NET Foundations – Memory model (Part 1)
Previous two parts of NET foundations series were covering structure of managed assembly and .NET execution model. Originally I have planned this to be a long and complete post about the stack and heap, but it get too long so I decide to split in two parts:
- First part of this post would set up the stage by giving some information on a conceptual terms which need to be understand in order to be able to understand stack and heap related examples. Questions covered there would be:
- what are stack and heap (with a little more details then usually found on most of the posts I found)
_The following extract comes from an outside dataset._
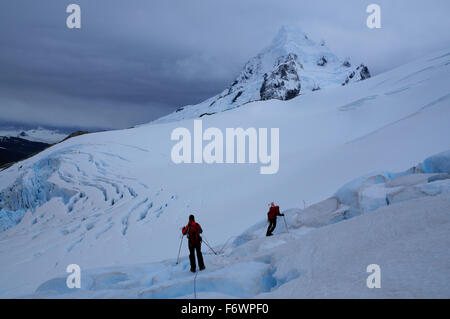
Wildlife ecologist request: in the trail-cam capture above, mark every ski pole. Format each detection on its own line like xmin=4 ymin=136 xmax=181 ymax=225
xmin=176 ymin=235 xmax=184 ymax=265
xmin=203 ymin=237 xmax=217 ymax=255
xmin=283 ymin=216 xmax=289 ymax=233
- what are process, application domains and threads and what is the relationship between them
- what are reference and value types and what is the conceptual difference between then
- In second part of the post , I would use then those explanations and try to give some answers on common stack and heap based questions:
- how memory allocation looks like in cases of reference and value types,
- what is boxing/unboxing and why it is something we have to be careful
- what are the differences between static and instance members from memory allocation perspective and which one should we prefer in our code
- what is the difference between value types and reference types etc. As you can tell from this list, this would be an long post but with lots of useful information (I hope 🙂 )
Setting the stage up
Process, Application domains and threads
As we saw in .NET execution model post, execution of NET assembly starts with Win32 process primary thread calling the shim – mscoree and mscorwks.dll. As a part of the CLR bootstrapping process, shim then creates a default application domain and two additional application domains: system and shared application domain.
Application domain is a concept .NET uses to isolate different .NET applications running in the same process by providing them unique virtual address space and scoped resources. Main advantages of CLR application domain model is that:
- enables existing of multiple application domains in a single process which has lower system costs comparing to multiple process creation,
- “what happens in domain stays in domain” which means that domains
- are not dependable on possible fault or exception occurring in different domains
- the communication between domains goes through well defined decoupled mechanisms without direct access to objects existing outside of current domain
- separate domain can have separate configuration settings and security models
As I’ve mentioned in the CLR bootstrapping process, during that process beside default application domain, shared and system domain are also created.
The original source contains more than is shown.